If you think that divining the message behind the new Pope's choice of name is a meaningless exercise for bored theo-historical nerds, think again. This is all getting very interesting:

"I would suggest a historically more distant inspiration as well: St Benedict, the man who had given birth to monasticism in the twilight of the Roman Empire. His 'rule' - his instructions to monks - laid the foundations, Ratzinger believes, for the methods of democracy. His spiritual spark kept the light of Christianity alive through centuries of darkness.

" 'Think of late antiquity,' Ratzinger once told an interviewer. 'Where St Benedict probably wasn't noted at all. He was also a dropout who came from noble Roman society and did something bizarre, something that later turned out to be the "ark on which the West survived".' "
Far be it for the humble me to try to get inside the head of the new Pope, but if I were to speculate, this is what Benedict XVI might be thinking:

1) The West, or more precisely Europe, is in trouble. The situation today closely mirrors the fall of the Western Roman Empire in the 5th century AD, when the once great and universal civilization slowly declined under the weight of external threats and internal problems. Ratzinger looks at the European Union today, with its declining birth rates, loss of morale and civility, decadence, public disengagement, increasingly out-of-touch elites, intrusive government and thinks: sadly, we've seen it all before (you might argue with each and all of these points, but remember - the point is how he perceives the situation).

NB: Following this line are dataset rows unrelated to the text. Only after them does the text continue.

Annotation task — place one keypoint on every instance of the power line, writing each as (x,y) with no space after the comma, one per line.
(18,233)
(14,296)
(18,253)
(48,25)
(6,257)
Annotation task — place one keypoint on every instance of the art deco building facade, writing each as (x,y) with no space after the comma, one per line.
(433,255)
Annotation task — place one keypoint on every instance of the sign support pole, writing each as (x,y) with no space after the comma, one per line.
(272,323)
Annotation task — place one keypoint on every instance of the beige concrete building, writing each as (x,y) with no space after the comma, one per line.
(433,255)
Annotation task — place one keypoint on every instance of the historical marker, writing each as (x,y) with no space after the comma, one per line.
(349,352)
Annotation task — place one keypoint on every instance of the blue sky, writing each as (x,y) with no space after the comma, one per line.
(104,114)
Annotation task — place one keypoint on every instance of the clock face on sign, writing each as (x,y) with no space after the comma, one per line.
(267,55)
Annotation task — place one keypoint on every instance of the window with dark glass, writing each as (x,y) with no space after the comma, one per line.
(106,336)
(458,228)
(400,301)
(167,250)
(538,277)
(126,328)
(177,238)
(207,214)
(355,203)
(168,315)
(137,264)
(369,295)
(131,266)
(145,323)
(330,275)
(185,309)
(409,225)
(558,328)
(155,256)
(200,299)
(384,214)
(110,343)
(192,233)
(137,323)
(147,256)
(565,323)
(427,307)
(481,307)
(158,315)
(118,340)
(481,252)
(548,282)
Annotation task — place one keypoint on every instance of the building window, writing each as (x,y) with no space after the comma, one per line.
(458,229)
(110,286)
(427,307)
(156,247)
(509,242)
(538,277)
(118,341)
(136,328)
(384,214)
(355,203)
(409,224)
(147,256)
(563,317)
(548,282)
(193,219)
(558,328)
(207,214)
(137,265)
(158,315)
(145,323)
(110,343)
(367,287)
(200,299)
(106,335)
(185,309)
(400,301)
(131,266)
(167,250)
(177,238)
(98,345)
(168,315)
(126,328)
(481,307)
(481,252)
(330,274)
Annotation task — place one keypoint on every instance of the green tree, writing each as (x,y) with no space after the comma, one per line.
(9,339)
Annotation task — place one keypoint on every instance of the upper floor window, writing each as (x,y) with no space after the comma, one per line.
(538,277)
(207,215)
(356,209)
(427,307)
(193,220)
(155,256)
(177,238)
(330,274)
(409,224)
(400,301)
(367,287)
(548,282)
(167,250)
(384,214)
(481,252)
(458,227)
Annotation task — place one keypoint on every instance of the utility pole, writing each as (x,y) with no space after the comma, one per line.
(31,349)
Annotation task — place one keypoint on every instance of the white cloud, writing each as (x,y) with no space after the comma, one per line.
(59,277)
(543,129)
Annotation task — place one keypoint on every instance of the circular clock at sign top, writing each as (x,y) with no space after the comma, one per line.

2) In this light, Ratzinger's
opposition to Muslim Turkey joining the Christian Europe in the European Union, as well as his distrust of multiculturalism, start to make a lot more sense. Again, think back to the 4th and 5th century AD, and how the slow infiltration (combined with outright invasion) by various barbarian tribes contributed to the death of the Western Empire and led to five centuries of Dark Ages. It's another deja-vu for Ratzinger, this time with migrants - mostly Muslim migrants - flooding into Europe, and with time and demographic trends going the way they're going, changing the complexion and character of the whole continent. In many ways, Ratzinger would think, the situation is even more dire than fifteen centuries ago: after all, most of the barbarian tribes were, or eventually became, Christian, and were attracted to the Western Empire because they wanted to partake in its fading glory (the Huns being virtually the only exception). For Ratzinger, the new wave of immigrants shares neither Europe's religion nor its culture, and doesn't want to assimilate but ultimately change the face of Europe.

3) St Benedict, the founder of the Western monastic tradition, can be largely credited with helping to preserve the legacy of the Christianized Western Empire through five centuries of Dark Ages, when religion, writing, learning and culture (as they were) only survived sheltered inside a network of monasteries spanning the Western Europe. If we're in for another Dark Ages, and if the Church is again to be the bearer of a spark that will reignite the civilization one day, it needs shock troops rather than lukewarm masses, pure quality rather than adulterated quantity. Hence, Ratzinger's preference for a smaller but orthodox Catholic community over a lowest common denominator religious community without passion or zeal.

I might be misreading Ratzinger - maybe he does not think of the current situation in quite such apocalyptic terms - but the new Pontiff is clearly concerned about the survival of Christianity in our post-West West, and he won't roll over and accept any "inevitable trends".

As an aside, I had a feeling that this would eventually pop up: a reader sends me a link to this
World Net Daily story, which dredges up the Prophecies of St Malachy, a 12th century monk who is said to have listed all the pontiffs the Catholic Church had and will ever have, giving each a brief Latin motto. The pope number 110, De labore Solis, was the description of Pope John II, and "Labor of the sun" fits his life on many different levels. His successor, Gloria olivæ, "Glory of the olive" was thought to either refer to the Pope's skin color (hence Latin American or Mediterranean) or the fact that he will be a member of the Benedictine order, also known as Olivetans, who sport the olive branch as a symbol. Ratzinger is not a Benedictine, but he chose as his name the founder of the order, St Benedict.

Bad news: there is only one more Pope left, Peter the Roman, in whose pontificate the Church will face many persecutions, Rome will be destroyed, and the world will end. Something to look forward to.